What with today being April 1 and all that, most F1 news websites have been busy making up stuff intended to pull a fast one on the poor, unsuspecting F1 fan (and as we have been making up stuff anyway every other day, maybe FFN should stick to hard facts today for a change). PaddockTalk would have us believe that some idiot in FIA faxed a top secret document containing plans of an imminent F1 split to a news agency by mistake instead of Formula 1 Management Inc. Well, that sounds a bit like a general sending a courier containing war blueprints to the enemy camp by mistake, and then having to surrender the troops.
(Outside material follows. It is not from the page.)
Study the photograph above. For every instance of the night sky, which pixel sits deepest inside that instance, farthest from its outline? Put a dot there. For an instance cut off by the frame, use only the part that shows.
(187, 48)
We don’t know what the average IQ of a FIA employee is (and it might not be much considering some of the rules they are coming up with), but one assumes an IQ roughly that of a fish would suffice to not commit a gaffe along those lines. A laughable idea at best, but not quite believable. Nice try, anyway.
Renault is thrilled to bits about their Sepang tests because they claim to have finally understood the Bridgestone tyres. You might wonder what there is to understand about the tyres except they are round in shape and black in color (except the softer compound, which looks like it has got the Measles with big red dots all over it), but of course there is more to it as any frustrated F1 fan will agree. Last year especially made one’s head spin, what with the Bridgestone-Michelin seesaw, and having to wait till the Friday before race weekend to know if it would be domination or damage control. There were more fans reading about tyre compounds and chemistry and movable aerodynamic devices than Bernie Ecclestone would have wanted, thank heavens we have one less variable to worry about this year. Anyway, Renault claims to be on top of things now after understanding Bridgestone better. “I think we understand more. A part of the reason the car is better is because of how it is using the tyres” says Alan Permane, head of race engineering at Renault, “I think it will reflect on qualifying and on the race. The car is better. It will not just be better in the race only or in qualifying only, but in general it is a better car” (Yes we get it, now that you have mentioned ‘better’ and ‘car’ in all possible permutations).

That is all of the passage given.